Le Congrès prolonge de manière critique le vote télématique des députés et des rebelles du PP : ils iront tous voter

Le nouvel accord des groupes augmente de 50% à 75% la capacité des séances plénières alors qu’au Sénat elle est déjà de 100%

Le porte-parole du PP, Cuca Gamarra, la semaine dernière au Congrès.
Le porte-parole du PP, Cuca Gamarra, la semaine dernière au Congrès.EFE
  • Congrès Les députés souscrivent au télévote de la pandémie pour échapper au Congrès

Alors que le pays avance dans la désescalade dans tous les espaces, le Congrès résiste pour récupérer la présence de 100% des députés dans les débats et les votes de la Plénière. Les groupes parlementaires se sont mis d’accord mardi pour augmenter la capacité de l’Hémicycle de 50% à 75% et, avec controverse, ont accepté de maintenir le vote télématique plus longtemps.

Le PP, qui s’était engagé à recouvrer sa pleine capacité, a été extrêmement critique avec la poursuite du télévote car c’est une porte pour s’échapper avant l’heure du Congrès, comme on l’a vu à plusieurs reprises, lorsqu’il est né comme un outil pour éviter la contagion dans la pandémie. Ainsi, Cuca Gamarra a annoncé qu’ils respecteraient l’accord de présence dans les débats mais qu’au lieu de cela, tous leurs députés iront voter. Le 100%.

Le porte-parole du PP a souligné la contradiction que suppose l’accord appliqué au Congrès lorsqu’il Sénat la présence est déjà à 100% des sénateurs et le vote télématique est terminé. Qu’il ne soit conservé que pour un arrêt maladie ou pour la naissance d’un enfant.

« Il n’y a plus d’excuses ou de justifications qui n’ont plus de sens dans la situation actuelle alors que l’autre Chambre l’a déjà récupérée », a souligné Gamarra.

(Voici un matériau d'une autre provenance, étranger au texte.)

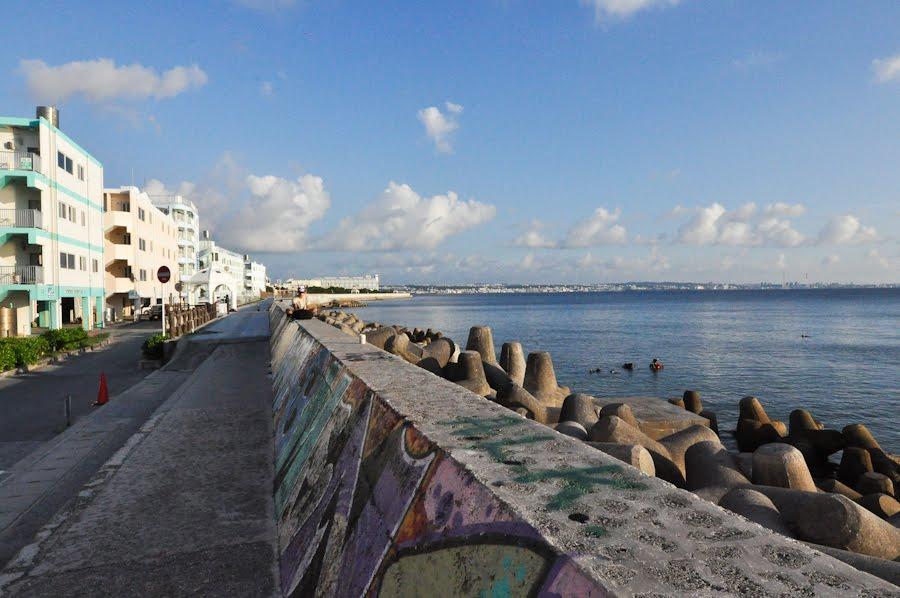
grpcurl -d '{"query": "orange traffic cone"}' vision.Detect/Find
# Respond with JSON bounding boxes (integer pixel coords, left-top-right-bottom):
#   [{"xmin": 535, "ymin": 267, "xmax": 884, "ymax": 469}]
[{"xmin": 94, "ymin": 372, "xmax": 109, "ymax": 406}]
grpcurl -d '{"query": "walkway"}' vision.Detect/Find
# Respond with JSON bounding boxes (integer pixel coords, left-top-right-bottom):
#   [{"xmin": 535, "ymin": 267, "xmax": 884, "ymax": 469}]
[{"xmin": 0, "ymin": 308, "xmax": 276, "ymax": 596}]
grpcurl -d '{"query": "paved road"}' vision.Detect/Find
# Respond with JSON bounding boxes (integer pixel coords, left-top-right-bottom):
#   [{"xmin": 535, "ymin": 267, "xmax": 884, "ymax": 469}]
[{"xmin": 0, "ymin": 322, "xmax": 160, "ymax": 471}]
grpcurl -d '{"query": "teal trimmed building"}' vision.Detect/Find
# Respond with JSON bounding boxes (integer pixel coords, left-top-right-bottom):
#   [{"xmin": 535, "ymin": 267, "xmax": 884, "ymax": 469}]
[{"xmin": 0, "ymin": 107, "xmax": 104, "ymax": 336}]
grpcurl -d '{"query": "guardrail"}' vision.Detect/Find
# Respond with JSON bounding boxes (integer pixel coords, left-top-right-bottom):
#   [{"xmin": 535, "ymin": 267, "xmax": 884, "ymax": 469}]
[
  {"xmin": 0, "ymin": 151, "xmax": 41, "ymax": 170},
  {"xmin": 0, "ymin": 210, "xmax": 44, "ymax": 228},
  {"xmin": 0, "ymin": 266, "xmax": 44, "ymax": 284}
]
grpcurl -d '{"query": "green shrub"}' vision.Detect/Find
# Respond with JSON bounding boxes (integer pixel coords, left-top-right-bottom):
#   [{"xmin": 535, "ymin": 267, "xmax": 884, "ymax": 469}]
[
  {"xmin": 13, "ymin": 336, "xmax": 50, "ymax": 365},
  {"xmin": 141, "ymin": 333, "xmax": 169, "ymax": 359},
  {"xmin": 0, "ymin": 338, "xmax": 16, "ymax": 372},
  {"xmin": 43, "ymin": 328, "xmax": 88, "ymax": 351}
]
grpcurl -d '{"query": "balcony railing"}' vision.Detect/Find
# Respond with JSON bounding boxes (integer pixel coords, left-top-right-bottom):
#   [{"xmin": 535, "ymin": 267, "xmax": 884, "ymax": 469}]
[
  {"xmin": 0, "ymin": 266, "xmax": 44, "ymax": 284},
  {"xmin": 0, "ymin": 151, "xmax": 41, "ymax": 170},
  {"xmin": 0, "ymin": 210, "xmax": 44, "ymax": 228}
]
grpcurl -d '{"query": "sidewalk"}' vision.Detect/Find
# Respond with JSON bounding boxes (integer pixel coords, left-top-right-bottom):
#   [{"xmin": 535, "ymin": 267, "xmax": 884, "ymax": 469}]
[{"xmin": 0, "ymin": 310, "xmax": 277, "ymax": 596}]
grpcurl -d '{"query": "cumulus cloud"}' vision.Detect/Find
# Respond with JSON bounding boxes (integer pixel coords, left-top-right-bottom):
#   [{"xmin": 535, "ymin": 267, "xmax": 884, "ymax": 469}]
[
  {"xmin": 677, "ymin": 202, "xmax": 806, "ymax": 247},
  {"xmin": 819, "ymin": 214, "xmax": 879, "ymax": 245},
  {"xmin": 320, "ymin": 181, "xmax": 497, "ymax": 251},
  {"xmin": 580, "ymin": 0, "xmax": 681, "ymax": 22},
  {"xmin": 19, "ymin": 58, "xmax": 207, "ymax": 103},
  {"xmin": 218, "ymin": 174, "xmax": 331, "ymax": 253},
  {"xmin": 872, "ymin": 54, "xmax": 900, "ymax": 83},
  {"xmin": 562, "ymin": 208, "xmax": 626, "ymax": 247},
  {"xmin": 418, "ymin": 102, "xmax": 463, "ymax": 154}
]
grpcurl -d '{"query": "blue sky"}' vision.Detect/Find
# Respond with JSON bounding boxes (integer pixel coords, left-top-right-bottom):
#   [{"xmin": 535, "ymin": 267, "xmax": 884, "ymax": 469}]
[{"xmin": 0, "ymin": 0, "xmax": 900, "ymax": 282}]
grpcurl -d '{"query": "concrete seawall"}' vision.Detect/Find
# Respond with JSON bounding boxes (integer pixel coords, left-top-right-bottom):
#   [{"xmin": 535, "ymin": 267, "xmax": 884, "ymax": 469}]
[{"xmin": 270, "ymin": 305, "xmax": 900, "ymax": 596}]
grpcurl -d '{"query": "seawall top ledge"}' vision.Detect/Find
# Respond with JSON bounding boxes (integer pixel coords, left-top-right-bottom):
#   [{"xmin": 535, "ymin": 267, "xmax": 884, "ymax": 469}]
[{"xmin": 270, "ymin": 304, "xmax": 900, "ymax": 596}]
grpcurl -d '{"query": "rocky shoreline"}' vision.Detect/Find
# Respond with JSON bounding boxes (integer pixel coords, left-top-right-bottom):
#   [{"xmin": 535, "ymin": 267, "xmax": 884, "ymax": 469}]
[{"xmin": 319, "ymin": 311, "xmax": 900, "ymax": 585}]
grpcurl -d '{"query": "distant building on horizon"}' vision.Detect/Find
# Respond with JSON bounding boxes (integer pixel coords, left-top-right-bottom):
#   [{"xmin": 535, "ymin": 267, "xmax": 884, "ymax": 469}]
[{"xmin": 282, "ymin": 274, "xmax": 381, "ymax": 291}]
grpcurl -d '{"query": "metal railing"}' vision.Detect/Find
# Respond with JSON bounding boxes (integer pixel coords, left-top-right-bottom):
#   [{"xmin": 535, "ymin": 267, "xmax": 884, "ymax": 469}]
[
  {"xmin": 0, "ymin": 266, "xmax": 44, "ymax": 284},
  {"xmin": 0, "ymin": 210, "xmax": 44, "ymax": 228},
  {"xmin": 0, "ymin": 150, "xmax": 41, "ymax": 170}
]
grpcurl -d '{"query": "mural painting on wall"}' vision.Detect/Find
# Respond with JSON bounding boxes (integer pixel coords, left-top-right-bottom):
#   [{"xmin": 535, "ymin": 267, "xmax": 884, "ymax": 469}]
[{"xmin": 272, "ymin": 327, "xmax": 605, "ymax": 596}]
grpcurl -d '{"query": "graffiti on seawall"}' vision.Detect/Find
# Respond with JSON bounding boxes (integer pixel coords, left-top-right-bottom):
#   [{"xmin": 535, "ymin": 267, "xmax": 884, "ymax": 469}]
[{"xmin": 272, "ymin": 325, "xmax": 615, "ymax": 597}]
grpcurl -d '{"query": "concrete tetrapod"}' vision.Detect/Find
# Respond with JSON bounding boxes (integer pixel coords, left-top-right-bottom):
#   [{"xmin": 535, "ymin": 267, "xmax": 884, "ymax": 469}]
[
  {"xmin": 600, "ymin": 403, "xmax": 641, "ymax": 430},
  {"xmin": 559, "ymin": 393, "xmax": 598, "ymax": 430},
  {"xmin": 587, "ymin": 442, "xmax": 656, "ymax": 475},
  {"xmin": 753, "ymin": 486, "xmax": 900, "ymax": 560},
  {"xmin": 815, "ymin": 478, "xmax": 862, "ymax": 500},
  {"xmin": 856, "ymin": 471, "xmax": 894, "ymax": 496},
  {"xmin": 837, "ymin": 446, "xmax": 872, "ymax": 488},
  {"xmin": 719, "ymin": 487, "xmax": 794, "ymax": 538},
  {"xmin": 466, "ymin": 326, "xmax": 499, "ymax": 365},
  {"xmin": 856, "ymin": 492, "xmax": 900, "ymax": 519},
  {"xmin": 659, "ymin": 425, "xmax": 721, "ymax": 483},
  {"xmin": 684, "ymin": 440, "xmax": 750, "ymax": 503},
  {"xmin": 588, "ymin": 415, "xmax": 685, "ymax": 488},
  {"xmin": 753, "ymin": 442, "xmax": 817, "ymax": 492},
  {"xmin": 554, "ymin": 421, "xmax": 587, "ymax": 440},
  {"xmin": 500, "ymin": 341, "xmax": 525, "ymax": 388},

En ce sens, la porte-parole du PP a attiré l’attention sur le fait qu’elle ne voit qu’une seule différence entre le Congrès et le Sénat, à savoir que de nombreux ministres du gouvernement sont des députés et que si le vote télématique était supprimé, ils auraient l’obligation de se rendre au Chambre à voter.

« Nous ne sommes plus dans une situation d’exception et le parlementarisme espagnol est en face-à-face », a-t-il souligné. De plus, il a indiqué qu’au PP ils ne seront pas « complices » de cette « tactique gouvernementale » pour « fermer » et « ignorer » le Congrès.

Cet usage du vote télématique est perverti depuis sa mise en place l’année dernière, car il y a des députés qui en profitent pour se libérer et ne pas subir l’inconfort de s’asseoir dans l’hémicycle en appuyant sur un bouton à quelques heures qui, surtout le mardi Ils ne sont pas du tout à l’aise, car ils sont vers 20h30, voire plus. Ou, comme le jeudi, qui peut coïncider avec l’heure du déjeuner. Mardi dernier, seuls 102 députés ont voté en personne, alors que jeudi le chiffre était réduit à 100. Seulement une centaine sur 350.

Jeudi dernier il y avait un Hémicycle semi-vide où au moment du vote il n’y avait pas un seul représentant de Vox, ERC, Cs, PNV, Bildu ou Junts. En revanche, dans les bancs du PSOE et du PP, il y avait plus ou moins la moitié de leurs députés. Et il y avait aussi quelques représentants de United We Can.

Grâce au vote télématique, l’ancienne vice-présidente Carmen Calvo ou l’ancien ministre Jos Luis Balos ne sont pas encore passés par la plénière du Congrès.

La proposition d’augmenter la capacité et de maintenir le vote télématique a été soumise au PSOE par le Conseil des porte-parole, où elle a été approuvée par les autres groupes parlementaires.

Comme personne ne peut contraindre un député à ne pas se rendre à son siège, cet accord est un pacte verbal entre groupes, sans l’intervention du président du Congrès, Meritxell Batet, qui ne peut qu’encourager la conclusion d’accords mais que, en aucun cas, vous ne pouvez les faire respecter.